Coleman and Curry asked a man out working in his yard if he had any ideas on where they might be welcome. The man was Rudy Caswell, who welcomed the Key School kayakers to a night on his small strip of beach.

Caswell went even further: He and his wife treated the whole gang to hot dogs, iced tea and lemonade. “The round of hot dogs disappeared so fast that the Caswells quickly brought us another round,” Curry wrote. “You just can’t plan episodes like that,” he later said.

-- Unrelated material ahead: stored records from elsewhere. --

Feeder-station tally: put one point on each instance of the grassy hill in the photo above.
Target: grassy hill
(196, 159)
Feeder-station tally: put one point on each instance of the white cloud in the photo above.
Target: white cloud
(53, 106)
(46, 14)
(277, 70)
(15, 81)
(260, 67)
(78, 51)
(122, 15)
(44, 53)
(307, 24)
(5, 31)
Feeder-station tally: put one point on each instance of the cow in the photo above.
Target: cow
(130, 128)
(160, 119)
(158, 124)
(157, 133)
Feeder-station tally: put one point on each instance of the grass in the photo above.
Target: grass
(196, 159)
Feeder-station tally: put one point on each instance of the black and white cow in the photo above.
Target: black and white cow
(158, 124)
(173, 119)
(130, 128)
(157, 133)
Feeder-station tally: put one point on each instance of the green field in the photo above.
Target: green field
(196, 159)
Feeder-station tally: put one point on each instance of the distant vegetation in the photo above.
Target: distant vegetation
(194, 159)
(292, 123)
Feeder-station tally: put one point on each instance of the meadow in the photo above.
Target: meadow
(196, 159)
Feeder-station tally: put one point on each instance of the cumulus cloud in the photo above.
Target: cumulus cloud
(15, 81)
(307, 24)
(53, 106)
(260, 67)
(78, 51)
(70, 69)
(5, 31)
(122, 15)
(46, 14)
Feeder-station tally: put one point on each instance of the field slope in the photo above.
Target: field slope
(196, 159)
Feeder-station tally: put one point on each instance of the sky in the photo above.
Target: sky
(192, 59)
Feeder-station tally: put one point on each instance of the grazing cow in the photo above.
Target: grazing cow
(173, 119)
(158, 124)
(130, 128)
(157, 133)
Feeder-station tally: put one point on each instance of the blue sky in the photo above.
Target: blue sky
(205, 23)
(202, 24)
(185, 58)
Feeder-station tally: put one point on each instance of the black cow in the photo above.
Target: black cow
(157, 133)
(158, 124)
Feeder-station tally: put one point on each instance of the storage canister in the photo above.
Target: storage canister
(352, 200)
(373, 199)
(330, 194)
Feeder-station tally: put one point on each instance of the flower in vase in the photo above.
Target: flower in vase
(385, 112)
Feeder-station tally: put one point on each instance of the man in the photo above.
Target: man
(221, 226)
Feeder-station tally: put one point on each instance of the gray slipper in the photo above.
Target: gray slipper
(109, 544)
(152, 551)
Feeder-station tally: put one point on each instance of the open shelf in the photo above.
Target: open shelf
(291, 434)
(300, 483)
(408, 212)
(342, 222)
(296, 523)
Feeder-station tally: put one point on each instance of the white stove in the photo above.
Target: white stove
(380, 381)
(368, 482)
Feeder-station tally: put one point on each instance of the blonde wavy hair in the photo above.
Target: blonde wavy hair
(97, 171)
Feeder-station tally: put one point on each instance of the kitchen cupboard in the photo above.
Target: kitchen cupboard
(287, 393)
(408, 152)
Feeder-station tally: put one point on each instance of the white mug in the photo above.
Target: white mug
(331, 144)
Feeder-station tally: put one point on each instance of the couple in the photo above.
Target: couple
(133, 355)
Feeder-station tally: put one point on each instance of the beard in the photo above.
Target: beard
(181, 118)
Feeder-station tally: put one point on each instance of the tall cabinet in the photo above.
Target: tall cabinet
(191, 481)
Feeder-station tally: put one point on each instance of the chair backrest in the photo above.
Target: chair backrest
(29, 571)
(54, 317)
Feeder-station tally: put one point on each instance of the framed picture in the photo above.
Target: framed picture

Day 15: The End of the Bay
Put in: Caswell’s beach
Take out: Cape Charles City
Miles today: 8.5

As if that weren’t enough, as the fleet launched their kayaks who should appear over the hill but Rudy, his wife and a neighbor carrying scrambled eggs, bacon, toast, freshly baked cinnamon buns, milk, juice and coffee. “That’s one of the great surprises you get on these trips — bumping into people who open themselves up to you like this,” Curry said.

Curry and Coleman determined that, short of reaching the ocean, they could at least make it to the town of Cape Charles, the last gaps of Virginia’s Eastern Shore.

“OK, so we didn’t quite reach the Atlantic,” said Jefferson. “That’s all right. Cape Charles is basically the end of the Bay anyway.”

On this final day, Lee Schreitz was alerted to bring a van to load the group and their kayaks. The group spent their last night in the backyard of a Key School alum in Cape Charles.

Day 16: Triumph
Total kayaked miles: 181

Excited parents applauded as their kayakers emerged tan and fit at the Key School. They had had the experience of a lifetime.

“For Sterling, it was the toughest thing he’d ever done,” said Donna Schlegel, who likened the trip to her trek through Nepal. “It’s a soul-searching experience,” she said. “You have a lot of time to think when you’re paddling”

“The bottom line is, at the end of 16 days, none of the kids were ready to quit,” Curry said. “Having paddled 181 miles, we shared an incredible sense of accomplishment and a real family feeling.”